Sunday, September 23, 2012

Washington, D.C.—Best Transportation Hub in USA!

Sometimes even a homeless travelling dude has to lay back and chill for a while, so where does he do it without a home? It has to be someplace with mild weather where he can get by cheaply. It also has to be someplace well-connected with transportation options, especially if he doesn't know where he is going next. So where is the best place in North America to conduct such a-chill'n?

Transportation-wise, you might think that someplace in the center of the country would be best, like St. Louis or Kansas City, where you are equidistant from the coasts and where the cost of living is low. Turns out, however, that airfares to and from these places aren't cheap. Due to competitive pressures, it is usually cheaper to fly from, say, New York to L.A. than from St. Louis to L.A. Furthermore, although the cost of living may be low in the Heartland for people who live there, there aren't many options for the traveler, like hostels or cheap intercity buses.

You might think that New York City would be a good transportation hub, and it is, but transportation is just about all that New York offers. It's a jungle, painful to get in and out of and not the sort of place you can comfortably chill homelessly. Even the New York suburbs are dense and hard to navigate.

So where is the best hang-out for the homeless traveler? Suburban Washington, D.C.! I'm there right now, typing in the back seat of my cheap rental car in Alexandria, Virginia. Due to the vagaries of my business (gun for hire), I don't know exactly where I will be going next, and given that fact, this is the best place in the world to be.

I'm not interested in downtown Washington. I've already seen every tourist attraction. The suburbs are the "in" place for me, usually Virginia not far from Dulles or National airport. I rent a big full-size car and sleep in it. National airport is often a surprisingly cheap place to rent a car. This one, a spacious Impala, set me back $136/week, which is pretty cheap housing.

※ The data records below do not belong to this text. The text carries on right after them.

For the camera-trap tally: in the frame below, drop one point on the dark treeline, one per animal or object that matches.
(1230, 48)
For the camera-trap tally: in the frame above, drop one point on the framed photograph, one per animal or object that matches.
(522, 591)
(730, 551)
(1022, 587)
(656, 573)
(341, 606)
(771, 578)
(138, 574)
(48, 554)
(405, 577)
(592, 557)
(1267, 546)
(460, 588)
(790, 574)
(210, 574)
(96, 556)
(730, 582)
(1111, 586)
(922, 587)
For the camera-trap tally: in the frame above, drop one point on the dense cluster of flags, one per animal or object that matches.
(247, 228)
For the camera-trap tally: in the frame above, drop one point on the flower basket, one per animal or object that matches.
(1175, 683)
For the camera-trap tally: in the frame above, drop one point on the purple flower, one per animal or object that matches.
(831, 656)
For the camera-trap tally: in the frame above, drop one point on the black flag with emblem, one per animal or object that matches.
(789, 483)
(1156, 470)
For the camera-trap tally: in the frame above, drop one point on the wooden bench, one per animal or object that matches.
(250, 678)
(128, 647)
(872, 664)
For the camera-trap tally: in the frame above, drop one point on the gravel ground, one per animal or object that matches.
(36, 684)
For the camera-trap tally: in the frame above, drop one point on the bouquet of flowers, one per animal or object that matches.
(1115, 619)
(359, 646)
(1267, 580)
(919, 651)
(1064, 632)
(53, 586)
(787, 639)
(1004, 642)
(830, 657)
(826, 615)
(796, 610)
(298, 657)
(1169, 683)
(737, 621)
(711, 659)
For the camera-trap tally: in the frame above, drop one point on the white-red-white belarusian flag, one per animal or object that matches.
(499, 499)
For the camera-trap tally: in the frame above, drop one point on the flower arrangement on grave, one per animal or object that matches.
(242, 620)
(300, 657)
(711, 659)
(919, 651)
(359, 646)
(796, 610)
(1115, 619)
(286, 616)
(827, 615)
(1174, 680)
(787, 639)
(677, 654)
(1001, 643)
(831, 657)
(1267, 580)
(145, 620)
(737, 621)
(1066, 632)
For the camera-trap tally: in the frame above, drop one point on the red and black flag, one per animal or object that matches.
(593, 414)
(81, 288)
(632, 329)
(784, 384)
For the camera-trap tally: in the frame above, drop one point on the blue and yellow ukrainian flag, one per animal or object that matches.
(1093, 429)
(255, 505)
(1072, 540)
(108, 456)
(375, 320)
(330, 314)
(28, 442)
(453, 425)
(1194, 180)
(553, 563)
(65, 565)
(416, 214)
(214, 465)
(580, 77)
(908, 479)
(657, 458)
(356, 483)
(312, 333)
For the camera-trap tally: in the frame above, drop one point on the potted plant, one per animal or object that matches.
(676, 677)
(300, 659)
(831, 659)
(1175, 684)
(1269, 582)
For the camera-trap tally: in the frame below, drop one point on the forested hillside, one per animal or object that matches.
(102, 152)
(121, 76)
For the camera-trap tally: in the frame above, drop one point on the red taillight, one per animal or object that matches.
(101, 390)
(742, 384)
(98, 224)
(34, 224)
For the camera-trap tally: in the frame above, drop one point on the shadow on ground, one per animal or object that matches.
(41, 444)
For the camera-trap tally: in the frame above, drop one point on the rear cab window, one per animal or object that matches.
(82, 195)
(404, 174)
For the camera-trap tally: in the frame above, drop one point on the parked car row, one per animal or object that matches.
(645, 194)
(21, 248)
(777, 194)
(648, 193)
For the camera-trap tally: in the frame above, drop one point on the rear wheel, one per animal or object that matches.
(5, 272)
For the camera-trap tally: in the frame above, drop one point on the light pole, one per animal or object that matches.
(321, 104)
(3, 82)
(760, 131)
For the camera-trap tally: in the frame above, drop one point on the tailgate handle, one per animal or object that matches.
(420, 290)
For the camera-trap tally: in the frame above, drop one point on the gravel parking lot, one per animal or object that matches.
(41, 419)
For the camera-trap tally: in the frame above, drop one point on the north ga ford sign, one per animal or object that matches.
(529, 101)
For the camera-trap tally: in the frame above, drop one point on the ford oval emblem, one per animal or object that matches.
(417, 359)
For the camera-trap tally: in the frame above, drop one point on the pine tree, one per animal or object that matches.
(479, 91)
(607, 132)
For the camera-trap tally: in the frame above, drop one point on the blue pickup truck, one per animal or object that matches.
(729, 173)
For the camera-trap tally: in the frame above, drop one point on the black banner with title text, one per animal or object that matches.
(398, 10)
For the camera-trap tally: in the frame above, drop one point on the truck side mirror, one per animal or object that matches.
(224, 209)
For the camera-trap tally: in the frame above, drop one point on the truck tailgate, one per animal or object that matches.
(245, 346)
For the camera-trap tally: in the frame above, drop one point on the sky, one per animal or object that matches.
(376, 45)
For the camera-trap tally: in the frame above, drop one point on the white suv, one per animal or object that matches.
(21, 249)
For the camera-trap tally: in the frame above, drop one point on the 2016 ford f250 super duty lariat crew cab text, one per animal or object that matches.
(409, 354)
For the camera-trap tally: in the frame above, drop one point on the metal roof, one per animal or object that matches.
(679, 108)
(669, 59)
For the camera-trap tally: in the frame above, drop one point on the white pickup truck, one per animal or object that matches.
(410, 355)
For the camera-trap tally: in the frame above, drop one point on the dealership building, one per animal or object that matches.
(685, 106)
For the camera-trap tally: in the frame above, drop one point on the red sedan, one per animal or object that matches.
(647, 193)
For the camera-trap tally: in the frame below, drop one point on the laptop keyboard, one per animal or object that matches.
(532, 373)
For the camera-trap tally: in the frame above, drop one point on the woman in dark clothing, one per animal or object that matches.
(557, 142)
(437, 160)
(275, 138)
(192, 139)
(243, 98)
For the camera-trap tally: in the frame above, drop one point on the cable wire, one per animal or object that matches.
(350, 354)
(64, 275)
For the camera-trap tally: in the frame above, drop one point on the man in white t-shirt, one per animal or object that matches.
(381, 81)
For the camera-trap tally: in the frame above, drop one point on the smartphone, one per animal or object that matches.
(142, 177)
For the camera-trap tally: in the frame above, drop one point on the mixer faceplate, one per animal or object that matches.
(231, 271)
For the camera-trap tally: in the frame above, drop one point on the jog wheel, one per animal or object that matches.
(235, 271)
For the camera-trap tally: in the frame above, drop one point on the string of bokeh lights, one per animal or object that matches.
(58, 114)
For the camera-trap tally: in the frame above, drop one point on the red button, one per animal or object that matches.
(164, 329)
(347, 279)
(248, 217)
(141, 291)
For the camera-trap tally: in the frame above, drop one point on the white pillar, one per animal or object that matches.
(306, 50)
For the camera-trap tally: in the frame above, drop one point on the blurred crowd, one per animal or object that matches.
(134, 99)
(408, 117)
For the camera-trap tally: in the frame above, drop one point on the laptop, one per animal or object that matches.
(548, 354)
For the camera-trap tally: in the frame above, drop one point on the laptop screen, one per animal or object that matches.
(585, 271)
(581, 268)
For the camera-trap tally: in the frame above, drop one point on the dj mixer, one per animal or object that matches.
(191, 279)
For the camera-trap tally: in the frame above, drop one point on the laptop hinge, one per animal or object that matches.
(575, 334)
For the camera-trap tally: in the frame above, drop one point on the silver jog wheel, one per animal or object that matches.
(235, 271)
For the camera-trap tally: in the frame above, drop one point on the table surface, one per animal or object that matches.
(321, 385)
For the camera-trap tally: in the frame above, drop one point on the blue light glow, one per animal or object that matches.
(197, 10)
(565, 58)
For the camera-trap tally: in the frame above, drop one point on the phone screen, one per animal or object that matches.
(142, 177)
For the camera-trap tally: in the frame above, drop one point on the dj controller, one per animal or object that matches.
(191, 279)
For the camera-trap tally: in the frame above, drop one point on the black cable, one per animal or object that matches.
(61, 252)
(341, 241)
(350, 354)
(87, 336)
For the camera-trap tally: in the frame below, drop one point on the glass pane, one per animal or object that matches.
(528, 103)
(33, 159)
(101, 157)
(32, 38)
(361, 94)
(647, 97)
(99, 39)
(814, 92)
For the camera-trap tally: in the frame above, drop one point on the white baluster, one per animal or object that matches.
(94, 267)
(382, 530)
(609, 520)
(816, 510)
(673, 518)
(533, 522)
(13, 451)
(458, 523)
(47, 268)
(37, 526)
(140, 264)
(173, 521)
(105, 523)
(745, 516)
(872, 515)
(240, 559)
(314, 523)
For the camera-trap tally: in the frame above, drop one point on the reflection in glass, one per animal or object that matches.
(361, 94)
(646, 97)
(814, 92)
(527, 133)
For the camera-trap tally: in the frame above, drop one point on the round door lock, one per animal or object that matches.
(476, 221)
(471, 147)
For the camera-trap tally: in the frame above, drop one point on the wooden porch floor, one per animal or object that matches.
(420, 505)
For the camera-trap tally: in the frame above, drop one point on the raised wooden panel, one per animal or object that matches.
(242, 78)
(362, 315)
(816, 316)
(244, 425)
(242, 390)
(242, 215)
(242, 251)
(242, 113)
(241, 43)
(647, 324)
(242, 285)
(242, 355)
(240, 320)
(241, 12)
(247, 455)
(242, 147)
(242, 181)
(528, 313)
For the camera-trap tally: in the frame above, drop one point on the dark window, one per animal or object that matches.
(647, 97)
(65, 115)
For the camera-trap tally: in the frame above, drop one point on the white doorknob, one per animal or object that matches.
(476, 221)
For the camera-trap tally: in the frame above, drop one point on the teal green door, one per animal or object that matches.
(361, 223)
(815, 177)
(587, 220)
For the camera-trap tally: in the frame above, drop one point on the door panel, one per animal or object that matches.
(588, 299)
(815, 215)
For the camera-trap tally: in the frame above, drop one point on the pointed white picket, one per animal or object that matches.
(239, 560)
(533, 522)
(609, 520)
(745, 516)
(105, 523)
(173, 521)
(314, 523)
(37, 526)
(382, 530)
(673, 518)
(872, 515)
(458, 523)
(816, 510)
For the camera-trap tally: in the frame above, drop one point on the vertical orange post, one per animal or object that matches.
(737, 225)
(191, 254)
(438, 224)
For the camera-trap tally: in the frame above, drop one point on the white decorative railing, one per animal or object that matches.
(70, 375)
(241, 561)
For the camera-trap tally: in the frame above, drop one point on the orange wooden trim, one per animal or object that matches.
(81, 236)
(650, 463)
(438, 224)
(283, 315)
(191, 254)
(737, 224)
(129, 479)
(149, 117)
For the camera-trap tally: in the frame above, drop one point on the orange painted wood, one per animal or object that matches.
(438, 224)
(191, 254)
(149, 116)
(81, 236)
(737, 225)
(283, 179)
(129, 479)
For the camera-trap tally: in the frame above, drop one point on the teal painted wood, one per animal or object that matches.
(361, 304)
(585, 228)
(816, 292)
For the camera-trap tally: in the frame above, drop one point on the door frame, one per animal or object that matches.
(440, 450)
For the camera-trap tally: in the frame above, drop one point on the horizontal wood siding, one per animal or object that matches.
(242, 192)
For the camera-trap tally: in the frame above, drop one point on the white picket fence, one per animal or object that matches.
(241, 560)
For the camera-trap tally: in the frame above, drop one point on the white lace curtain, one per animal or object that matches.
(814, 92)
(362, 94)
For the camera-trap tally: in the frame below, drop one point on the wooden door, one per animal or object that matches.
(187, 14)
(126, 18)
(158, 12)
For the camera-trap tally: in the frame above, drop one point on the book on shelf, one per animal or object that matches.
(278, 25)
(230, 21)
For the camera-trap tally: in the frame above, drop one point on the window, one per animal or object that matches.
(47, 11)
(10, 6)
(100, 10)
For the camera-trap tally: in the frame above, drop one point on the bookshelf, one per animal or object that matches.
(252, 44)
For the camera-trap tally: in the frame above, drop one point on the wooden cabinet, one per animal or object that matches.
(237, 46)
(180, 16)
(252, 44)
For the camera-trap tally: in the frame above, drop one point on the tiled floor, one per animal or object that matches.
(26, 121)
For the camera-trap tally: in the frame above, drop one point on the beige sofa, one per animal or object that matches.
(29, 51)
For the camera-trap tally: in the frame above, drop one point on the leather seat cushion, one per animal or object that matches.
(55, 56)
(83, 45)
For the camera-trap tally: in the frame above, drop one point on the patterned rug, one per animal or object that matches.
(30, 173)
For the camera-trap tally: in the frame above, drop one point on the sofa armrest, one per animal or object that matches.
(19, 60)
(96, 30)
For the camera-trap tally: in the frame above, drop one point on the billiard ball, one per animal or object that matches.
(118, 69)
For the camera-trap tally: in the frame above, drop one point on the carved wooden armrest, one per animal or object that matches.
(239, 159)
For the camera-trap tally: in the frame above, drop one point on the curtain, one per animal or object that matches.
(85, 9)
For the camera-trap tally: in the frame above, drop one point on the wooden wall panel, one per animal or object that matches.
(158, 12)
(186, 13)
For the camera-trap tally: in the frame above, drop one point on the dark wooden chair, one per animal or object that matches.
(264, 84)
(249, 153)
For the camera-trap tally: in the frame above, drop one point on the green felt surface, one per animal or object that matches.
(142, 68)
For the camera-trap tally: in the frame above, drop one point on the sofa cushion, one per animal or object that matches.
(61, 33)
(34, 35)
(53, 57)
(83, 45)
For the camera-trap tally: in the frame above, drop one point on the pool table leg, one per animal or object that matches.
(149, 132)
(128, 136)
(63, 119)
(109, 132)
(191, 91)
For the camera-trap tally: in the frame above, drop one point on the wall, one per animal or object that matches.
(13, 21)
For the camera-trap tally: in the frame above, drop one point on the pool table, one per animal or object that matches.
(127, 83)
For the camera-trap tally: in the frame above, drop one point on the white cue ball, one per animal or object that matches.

In D.C., I am blessed with the nation's best selection of transportation options. There are three airports: DCA, IAD and BWI, all accessible by public transit. Wherever I need to fly to, chances are one of those airports will offer a low fare.

D.C. is also a hub for Megabus, the new bus line the offering fares between major cities far less than Greyhound or Amtrak. I can get to New York or Philadelphia for $25 any day, which puts even more airports within my reach (PHL, EWR, JFK, LGA, RIC). Long haul routes are only about $45 to Boston, Toronto, Knoxville, Pittsburgh and Charlotte, and with connecting routes I can get as far as Florida, Minnesota or Texas. (See their system map.) Megabus can be cramped if every seat is booked, but one huge advantage is power sockets at every seat (more valuable to me than the wifi). Now, I can compute continuously from the moment I sit down.

Amtrak is an option if you can plan ahead, but their last-minute fares are way too high. If I wanted to go to New York today, I'd be paying $153 on Amtrak but still only $25-33 on Megabus. Megabus is really what made D.C. a hub for me. If I were a foreign backpacker touring the U.S., I would fly into whatever Eastern city had the best airfares than using Megabus to tour the East Coast. Cheaper than any sort of bus or rail pass.

The ambiance is nice in the D.C. suburbs. Here I have access to one of the two health club chains I belong to (Anytime Fitness), so showers and exercise are near at hand. Plenty of food options and other services. I can park almost anywhere to work or sleep; these suburbs are spacious enough that no one cares. I certainly have no concern for my safety in the Virginia suburbs. Demographics protect me from the rif-raff of the inner city.

Of course, there are plenty of Walmarts in Virginia for all my supply needs (clothing, camping supplies, etc.). These would be hard to come by in the dense suburbs of New York or Boston.

Only the summer sucks, when the humidity can be oppressive and sleeping in the car is a challenge. Cold is almost never a problem when sleeping in a car: You just close the windows and add more clothing and Walmart sleeping bags. Heat is the problem. To sleep in the car in the summer in Virginia, I would have to open all the windows for ventilation, and that means I have to be in a remote location with few mosquitoes. Good luck finding that! I would probably drive far out of D.C. in that case, perhaps to the shore where I can find some sea breeze.

D.C. also has hostels if I need them. (See the selection on Hostelworld.) If a rental car is prohibitively expensive or I need to catch an early morning bus, I may use a hostel for the night, generally for $25 to $40. Several are within walking distance of Union Station.

There is sightseeing here if I care to do it. While I have been to all the major D.C. attractions (my photos) there are always more obscure museums to explore. It seems that every organization wants to put some sort of museum or monument in Washington, and it would take years to visit them all.

Did I mention that it's our nation's capital? I may be jaded from overexposure, but Washington is a city that everyone should visit. Most of the government attractions are free. "Washington" looms so large in the news, that I think every human should have some direct experience with it.

But best to sleep in a rental car in the suburbs if you want an easy visit.

1 comment:

  1. Thanks for the new post! Awesome as always! :-)

    Would it make sense for you to buy a car since you're always renting them and sleeping in them?